In-laws wrote a massive rant on Facebook about the cock up and said how much it had messed up my nephews future. No mention of dd

I’m sort of with them on this. You are ascribing reasons to your daughter being left out. Maybe they find you a bit “tricky” or “difficult” and feel that maybe it is better to say nothing rather than airing your news without permission.

With the money, on the face of it. It’s a bit shit. Maybe use it to feel righteous anger and drive.

But if they felt they couldn't share information about the OP's daughter, then they could have worded their post neutrally, expressing sympathy for all A level students.

I don't think it is unreasonable for Averyslover's children to have assumed they would have had similar presents to their cousins when they reached 18. However, as the comments here suggest there are different views about mentioning this, it might be easier to start with the Facebook comment about which there is much more agreement that it is unfair.

northprincess · 19/08/2020 09:32

My in laws have never shown any interest in my DC. No other grandchildren but more interested in the neighbours. It's now my adult DD that wants nothing to do with them. It's too late now. Do I wish I'd said something years ago? I'm not sure really. It would only have been a forced relationship - you can't make someone care.

Shizzlestix · 19/08/2020 09:35

We see his parents once a week/once a fortnight. His siblings are there most days for dinner.

That pretty much sums it up, the other grandchildren are obviously much closer. I’m not saying you have to be round every 5 minutes, but clearly they’re far more involved with them day to day.

I was going to ask if they were favouring their daughter’s dc, but I think what you wrote above is key.

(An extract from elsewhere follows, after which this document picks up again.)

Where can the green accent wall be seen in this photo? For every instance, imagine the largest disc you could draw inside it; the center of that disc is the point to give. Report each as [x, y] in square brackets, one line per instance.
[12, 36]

CoraPirbright · 19/08/2020 16:00

I think you are perfectly within your rights to withdraw from them but I would definitely let them know why. Otherwise they could spin it that they have no idea why you have gone low contact and are hurt and bewildered by your actions rather than the other way around.

Do your DH’s siblings not notice the inequality? Are they angry about it (they bloody well should be) or are they quite happy for the status quo to be maintained (which is what I suspect, in which case, they should be ashamed of themselves).